Don Francisco de Abizanda pertenecía a la pequeña nobleza española. Había llegado a California desde Méjico, adonde emigrara en busca de fortuna, y las tierras recién conquistadas por España, en California, le permitieron conseguir la deseada riqueza. Toda su juventud fue invertida en consolidar su fortuna y a los cuarenta años decidió, al fin, formar un hogar y tener un heredero.
Adolfo de Abizanda fue el primero y único hijo de su matrimonio. Su nacimiento coincidió con el nacimiento de Méjico como nación independiente.
Adolfo de Abizanda debía ser la mano firme que sostuviera el rancho y las tierras de su padre; pero el muchacho demostró en seguida poca afición a las cosas del campo y una simpatía excesiva hacia los colonos norteamericanos que iban llegando a las tierras de California. A pesar de las protestas de su padre, Adolfo decidió estudiar en Norteamérica y, ayudado por su madre, que deseaba verle convertido en un «señor licenciado», marchó a Boston, de donde sólo volvió cuando le fue comunicada la grave enfermedad de su madre.

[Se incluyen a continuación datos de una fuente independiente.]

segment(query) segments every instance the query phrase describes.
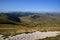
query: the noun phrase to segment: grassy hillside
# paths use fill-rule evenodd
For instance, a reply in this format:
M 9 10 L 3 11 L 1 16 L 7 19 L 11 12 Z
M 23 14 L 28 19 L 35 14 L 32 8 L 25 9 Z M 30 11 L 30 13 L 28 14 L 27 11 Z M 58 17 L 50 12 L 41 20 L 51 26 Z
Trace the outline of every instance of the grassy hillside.
M 0 33 L 19 34 L 24 32 L 60 31 L 60 14 L 0 13 Z

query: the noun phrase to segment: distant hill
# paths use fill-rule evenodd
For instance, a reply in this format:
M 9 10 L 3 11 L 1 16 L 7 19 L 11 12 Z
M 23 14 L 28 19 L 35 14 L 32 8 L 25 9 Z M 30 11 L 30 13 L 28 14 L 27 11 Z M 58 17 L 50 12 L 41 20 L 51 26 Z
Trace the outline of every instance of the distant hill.
M 25 26 L 60 26 L 60 13 L 0 13 L 0 24 L 21 24 Z

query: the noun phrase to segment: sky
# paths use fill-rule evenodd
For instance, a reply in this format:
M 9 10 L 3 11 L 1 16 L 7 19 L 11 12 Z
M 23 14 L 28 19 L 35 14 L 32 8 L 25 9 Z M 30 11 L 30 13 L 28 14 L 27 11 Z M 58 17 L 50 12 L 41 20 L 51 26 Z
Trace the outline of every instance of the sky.
M 0 0 L 0 12 L 60 12 L 60 0 Z

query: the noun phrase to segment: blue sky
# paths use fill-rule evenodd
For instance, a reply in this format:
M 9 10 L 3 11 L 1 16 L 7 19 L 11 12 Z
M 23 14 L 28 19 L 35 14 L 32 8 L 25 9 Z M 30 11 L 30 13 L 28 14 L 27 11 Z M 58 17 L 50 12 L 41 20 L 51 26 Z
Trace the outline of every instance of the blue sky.
M 60 12 L 60 0 L 0 0 L 0 12 Z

No llegó a tiempo de verla morir y de comunicarle que sus deseos estaban ya realizados. Durante unos años, Adolfo vivió con su padre, y aunque entre ambos no había la menor compenetración, el joven estuvo allí retenido, especialmente, por unos lazos amorosos.
Pero en los planes de Adolfo no entraba el casarse con Juana Ortiz que, al fin y al cabo, no era más que una muchacha sin fortuna, hija de un sencillo ranchero. Cuando sus amores con la californiana amenazaron dar un fruto que imponía el matrimonio, Adolfo se negó a cumplir con su deber. Ni las amenazas de su padre ni las del padre de Juana Ortiz causaron ningún efecto en el joven.

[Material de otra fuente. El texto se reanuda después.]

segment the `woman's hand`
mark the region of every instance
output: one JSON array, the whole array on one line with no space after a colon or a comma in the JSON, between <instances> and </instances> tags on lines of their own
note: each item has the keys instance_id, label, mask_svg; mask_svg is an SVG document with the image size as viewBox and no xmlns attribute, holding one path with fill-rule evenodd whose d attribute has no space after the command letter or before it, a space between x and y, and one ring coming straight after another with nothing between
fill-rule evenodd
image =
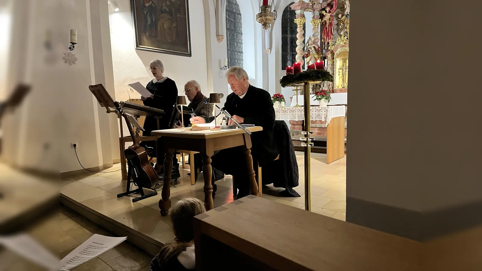
<instances>
[{"instance_id":1,"label":"woman's hand","mask_svg":"<svg viewBox=\"0 0 482 271\"><path fill-rule=\"evenodd\" d=\"M199 124L200 123L205 123L206 121L202 117L193 117L189 120L191 123L193 124Z\"/></svg>"}]
</instances>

—No me caso con ella, papá —dijo a su padre—. Me condenaría a encerrarme para siempre en este sitio, y no me atrae nada la vida campesina. Yo no he nacido para esto.

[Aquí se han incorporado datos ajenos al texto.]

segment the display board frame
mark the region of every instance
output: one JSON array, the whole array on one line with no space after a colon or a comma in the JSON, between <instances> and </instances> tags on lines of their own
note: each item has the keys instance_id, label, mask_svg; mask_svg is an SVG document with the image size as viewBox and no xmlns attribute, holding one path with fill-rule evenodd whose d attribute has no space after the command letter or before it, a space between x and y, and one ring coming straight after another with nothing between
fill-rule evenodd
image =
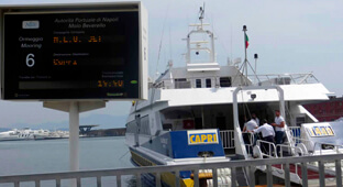
<instances>
[{"instance_id":1,"label":"display board frame","mask_svg":"<svg viewBox=\"0 0 343 187\"><path fill-rule=\"evenodd\" d=\"M92 97L85 98L11 98L5 95L7 81L4 79L4 14L44 14L44 13L99 13L99 12L133 12L139 13L139 97L129 98L111 98L111 97ZM10 12L10 13L9 13ZM1 31L1 99L4 100L32 100L32 101L68 101L68 100L140 100L147 99L147 11L141 2L100 2L100 3L64 3L64 4L22 4L22 6L5 6L0 7L0 31Z\"/></svg>"}]
</instances>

Las violentas escenas entre don Francisco y su hijo no dieron más fruto que el de decidir al joven a abandonar su hogar en dirección a San Francisco, primero, y luego a Los Ángeles, donde se estableció como notario.
Juana Ortiz quedó abandonada; pero antes de que su vergüenza se hiciera pública, don Francisco acudió en su socorro. Su hijo era el culpable y él estaba dispuesto a pagar su culpa.
En la mayor intimidad se celebró la boda del anciano y de la joven. Dos meses después, se inscribía en la misión el nacimiento de Juana de Abizanda, legítima hija de Francisco de Abizanda y de Juana Ortiz.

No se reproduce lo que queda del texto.